In the first place we were so few in numbers that not a single vessel in the fleet was fully manned, and there would be no opportunity to enlist others to make up a crew. Every man killed or disabled would weaken our force just so much when we met the British ships of war, and such chances as these we had no right to take.
In the second place our jackies understood nothing about fighting on land, particularly in such a wild country as we saw before us. The natives might not be overly well armed; but we knew for a fact that they possessed weapons of some kind and could use them to good advantage.

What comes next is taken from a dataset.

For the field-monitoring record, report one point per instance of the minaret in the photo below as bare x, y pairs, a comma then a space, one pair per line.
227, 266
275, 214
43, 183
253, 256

"How much show would an old shellback who must depend upon a cutlass or a boarding pike, stand against these black fellows in a bit of woods so thick that you couldn't swing a cat?" one of the men asked, and Master Hackett replied sharply:—
"We've muskets enough to arm all hands, an' I allow that you've got sense enough to pull the trigger after the piece has been loaded, eh?"

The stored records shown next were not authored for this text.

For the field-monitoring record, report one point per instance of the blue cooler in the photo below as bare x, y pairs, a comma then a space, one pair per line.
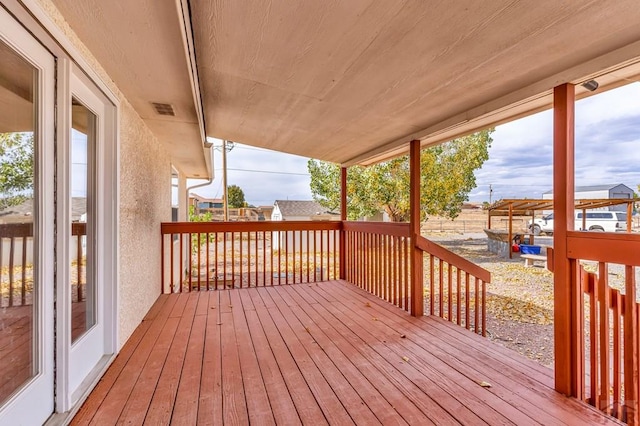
525, 249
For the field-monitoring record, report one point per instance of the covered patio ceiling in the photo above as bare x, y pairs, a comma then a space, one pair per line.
353, 81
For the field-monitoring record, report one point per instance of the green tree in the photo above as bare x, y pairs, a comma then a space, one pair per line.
447, 177
235, 197
16, 168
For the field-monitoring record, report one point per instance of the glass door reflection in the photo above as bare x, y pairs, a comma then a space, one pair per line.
82, 177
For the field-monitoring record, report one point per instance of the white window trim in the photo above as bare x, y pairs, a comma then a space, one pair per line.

"I can do that much all right, matey; but what about the rest of it. While I'm mixed up with a lot of bushes tryin' to reload, how am I to keep the villains from comin' to close quarters where I'm outclassed?"
"If you're goin' to pick up sich imaginin's as that, I reckon you wouldn't be fit timber for a shore fight; but I'd hate to say I was a Yankee, an' didn't dare to stand up in front of these heathen."
"I'm willin' enough to stand up pervidin' I can find out what it all amounts to. We're mixin' in this 'ere row without gettin' any benefit from it."
"We shall have the use of the bay while we're refittin', an' won't stand in danger of bein' knocked over by a dirty heathen and a club."